Uche Uwaleke, Nigeria’s first Professor of Capital Market, has urged Nigerian National Petroleum Company Limited (NNPCL) to take a bold step by listing on the capital market, emphasising that the move would enhance transparency, attract investments, and boost economic growth.

Uwaleke made the call at the 50th inaugural lecture of the Nasarawa State University, Keffi, on Wednesday in Abuja.

The university don argued that Nigeria’s low productivity is largely due to inadequate infrastructure, particularly in power and road networks, which can only be sustainably financed through long-term capital available in the capital market.

In his words, “With ongoing improvements in the macroeconomic environment, accessing long-term capital remains crucial for accelerating economic growth. Therefore, I propose the adoption of the IPO (Incentives, Privatization, Optimization) approach to enhance Nigeria’s capital market, mobilize long-term funds, foster entrepreneurial knowledge ecosystems, and unlock wealth.

He urged the Federal Government to raise development funds by selling stakes in state-owned enterprises through the Exchanges. For example, the FG can facilitate public investment in the oil and gas sector by establishing a Special Purpose Vehicle (SPV) and listing it on the Nigerian Exchange.

“In fact, there is no reason why the NNPC should not now be listed on the NGX. Even if it is 5 percent.
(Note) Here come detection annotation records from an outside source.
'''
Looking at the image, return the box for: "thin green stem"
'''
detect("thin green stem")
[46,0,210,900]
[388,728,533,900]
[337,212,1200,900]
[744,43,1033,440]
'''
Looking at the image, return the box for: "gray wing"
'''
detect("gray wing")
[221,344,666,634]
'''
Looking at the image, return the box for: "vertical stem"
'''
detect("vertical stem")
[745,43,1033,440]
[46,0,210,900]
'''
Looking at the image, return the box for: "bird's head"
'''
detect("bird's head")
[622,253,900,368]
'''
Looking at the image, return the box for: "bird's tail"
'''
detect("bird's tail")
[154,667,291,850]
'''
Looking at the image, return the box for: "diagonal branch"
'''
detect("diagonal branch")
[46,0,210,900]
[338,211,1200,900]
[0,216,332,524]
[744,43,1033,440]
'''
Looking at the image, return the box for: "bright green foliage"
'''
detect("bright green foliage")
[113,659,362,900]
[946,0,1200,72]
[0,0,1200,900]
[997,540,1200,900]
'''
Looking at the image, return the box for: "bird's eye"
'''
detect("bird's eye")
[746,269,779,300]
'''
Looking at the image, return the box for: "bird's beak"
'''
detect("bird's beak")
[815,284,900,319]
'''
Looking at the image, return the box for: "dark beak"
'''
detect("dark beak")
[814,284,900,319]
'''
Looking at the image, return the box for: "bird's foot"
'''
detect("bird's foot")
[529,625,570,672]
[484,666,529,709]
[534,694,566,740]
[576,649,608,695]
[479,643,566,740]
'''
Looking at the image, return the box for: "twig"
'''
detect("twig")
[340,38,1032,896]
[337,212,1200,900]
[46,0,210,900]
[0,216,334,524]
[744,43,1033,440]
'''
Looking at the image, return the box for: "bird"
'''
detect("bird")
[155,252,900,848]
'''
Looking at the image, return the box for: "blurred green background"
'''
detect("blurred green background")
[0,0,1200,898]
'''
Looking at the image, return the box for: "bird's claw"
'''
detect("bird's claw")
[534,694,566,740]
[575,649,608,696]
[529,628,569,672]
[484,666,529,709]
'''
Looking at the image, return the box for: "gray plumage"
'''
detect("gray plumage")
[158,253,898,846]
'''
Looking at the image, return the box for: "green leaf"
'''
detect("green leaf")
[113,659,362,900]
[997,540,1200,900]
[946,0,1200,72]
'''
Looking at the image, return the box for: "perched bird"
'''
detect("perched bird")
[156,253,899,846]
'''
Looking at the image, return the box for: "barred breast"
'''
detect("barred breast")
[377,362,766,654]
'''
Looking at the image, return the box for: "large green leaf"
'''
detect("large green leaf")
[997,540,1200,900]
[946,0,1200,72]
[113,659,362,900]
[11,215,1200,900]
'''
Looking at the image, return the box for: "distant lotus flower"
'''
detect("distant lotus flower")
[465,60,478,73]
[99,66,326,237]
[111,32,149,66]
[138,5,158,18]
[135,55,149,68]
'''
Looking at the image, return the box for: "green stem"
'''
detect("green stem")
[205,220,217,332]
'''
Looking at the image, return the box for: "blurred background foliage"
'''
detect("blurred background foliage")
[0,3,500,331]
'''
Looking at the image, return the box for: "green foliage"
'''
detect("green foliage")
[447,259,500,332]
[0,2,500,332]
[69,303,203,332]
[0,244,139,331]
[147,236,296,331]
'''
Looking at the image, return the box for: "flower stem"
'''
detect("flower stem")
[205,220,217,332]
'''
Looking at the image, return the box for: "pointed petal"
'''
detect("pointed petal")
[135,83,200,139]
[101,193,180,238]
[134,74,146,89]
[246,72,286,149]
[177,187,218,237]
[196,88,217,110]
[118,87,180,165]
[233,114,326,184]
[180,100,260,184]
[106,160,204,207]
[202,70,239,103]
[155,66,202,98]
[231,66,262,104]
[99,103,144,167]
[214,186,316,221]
Other countries like Saudi Arabia and Norway did that with their national oil companies. Nigeria can also take a cue from them. We have our refineries that can also be taken to the capital market.”

The professor emphasized that the privatization of government enterprises remains a vital strategy for mobilizing substantial funds for infrastructure development.

Citing data from Nigeria’s Ministry of Finance Incorporated (MOFI), he noted that over 70 entities have been recorded in a national asset register designed to identify and unlock the value of idle assets across the country.

He further recommended that the government promote investments in Real Estate Investment Trusts (REITs) to generate capital for housing development and establish a strong secondary mortgage market to enhance access to affordable housing finance.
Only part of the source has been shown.